SANTA FE – The New Mexico Legislature is expected to increase near-term education funding and pursue long-term reforms that will change how schools are funded.
Education accounts for about half of the approximately $7 billion in general funds that lawmakers will haggle over during the 60-day legislative session that started Tuesday.
Gov. Michelle Lujan Grisham and legislative researchers have recommended increases in education funding to overcome learning losses and enrollment declines caused by the pandemic.
Lawsuits targeting the state’s school funding formula also are creating legal pressure for spending increases.
Democratic majority leaders in the House and Senate say emergency funds are needed to pay for personal protective equipment and vaccine distribution. Teachers across the state started receiving vaccines this month.
It is unclear if legislators on either side of the aisle will use the power of the purse to pressure the governor to allow schools to open more quickly.
A coalition of school districts has sued, saying they have the authority to regulate reopenings, while child care has been a headache throughout the year for parents trying to work.
With the vast majority of students learning remotely since March, the pandemic has laid bare longstanding inequalities in education funding that could lead to long-term changes that start with this legislative session.
Recent polling by education advocates has bolstered confidence by Democratic lawmakers that the public is more supportive of major funding overhauls, like increasing withdrawals from the state’s $20 billion endowment.
A proposed resolution that calls for amending the state constitution to allow for a 1% increase in distributions from the fund could mean millions more in education funding every year. The measure has been introduced regularly over the past decade but has repeatedly failed to gain enough support.
If passed this time, it would be placed on the ballot for voters to decide.
Legislators are also expected to rework education funding to address state and federal lawsuits.
For decades, the state has taken up to 75% of the federal “Impact Aid” sent to school districts with large tracts of federal land like Native American lands and military bases.

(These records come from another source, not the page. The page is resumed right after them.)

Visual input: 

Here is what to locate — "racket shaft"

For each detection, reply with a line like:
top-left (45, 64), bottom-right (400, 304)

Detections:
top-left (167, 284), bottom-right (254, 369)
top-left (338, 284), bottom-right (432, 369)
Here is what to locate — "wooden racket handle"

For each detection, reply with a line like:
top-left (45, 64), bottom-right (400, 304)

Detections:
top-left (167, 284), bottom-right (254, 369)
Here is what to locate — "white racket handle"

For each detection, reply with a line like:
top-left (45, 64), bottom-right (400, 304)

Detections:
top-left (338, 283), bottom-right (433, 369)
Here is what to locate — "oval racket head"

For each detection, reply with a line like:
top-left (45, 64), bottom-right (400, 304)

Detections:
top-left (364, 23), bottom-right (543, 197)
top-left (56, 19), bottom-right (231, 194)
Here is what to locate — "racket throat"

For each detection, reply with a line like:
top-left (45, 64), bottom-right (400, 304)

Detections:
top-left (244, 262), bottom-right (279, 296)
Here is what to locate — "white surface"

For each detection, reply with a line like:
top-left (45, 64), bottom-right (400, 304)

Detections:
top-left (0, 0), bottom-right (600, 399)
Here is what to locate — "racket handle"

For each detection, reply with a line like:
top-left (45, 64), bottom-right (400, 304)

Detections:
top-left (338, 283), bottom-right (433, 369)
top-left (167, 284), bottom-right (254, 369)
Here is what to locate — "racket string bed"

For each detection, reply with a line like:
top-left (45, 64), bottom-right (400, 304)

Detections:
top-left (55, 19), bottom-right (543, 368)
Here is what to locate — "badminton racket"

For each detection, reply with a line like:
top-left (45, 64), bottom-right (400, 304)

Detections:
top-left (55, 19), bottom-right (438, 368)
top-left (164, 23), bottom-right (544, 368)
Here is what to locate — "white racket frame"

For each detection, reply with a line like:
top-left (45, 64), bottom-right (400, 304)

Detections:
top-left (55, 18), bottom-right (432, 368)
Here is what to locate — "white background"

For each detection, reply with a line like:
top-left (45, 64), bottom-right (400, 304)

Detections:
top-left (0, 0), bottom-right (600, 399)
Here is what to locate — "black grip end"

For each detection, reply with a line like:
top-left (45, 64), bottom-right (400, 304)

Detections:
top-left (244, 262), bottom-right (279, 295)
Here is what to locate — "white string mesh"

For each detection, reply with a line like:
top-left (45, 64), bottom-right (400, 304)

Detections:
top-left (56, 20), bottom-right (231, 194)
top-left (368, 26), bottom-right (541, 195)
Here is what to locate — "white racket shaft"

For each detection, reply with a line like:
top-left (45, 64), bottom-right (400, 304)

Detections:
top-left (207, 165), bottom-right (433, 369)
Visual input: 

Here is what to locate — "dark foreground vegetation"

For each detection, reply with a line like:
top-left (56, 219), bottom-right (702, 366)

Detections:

After pressure from lawmakers and an unfavorable ruling in federal court last year, the Lujan Grisham administration has endorsed changes to practice, known as the Impact Aid credit.
As in previous years, the Legislature has embraced targeted increases in funding for low-income, tribal and English-language-learning students. Outlined in the ongoing lawsuit, the needs are likely to drive the conversation in the 2021 session for how to fix disparate outcomes in education.
The focus on education will likely bleed into related areas, such as the rural state’s straggling broadband internet infrastructure. The lack of adequate access and bandwidth has been exacerbated by the demands of remote learning.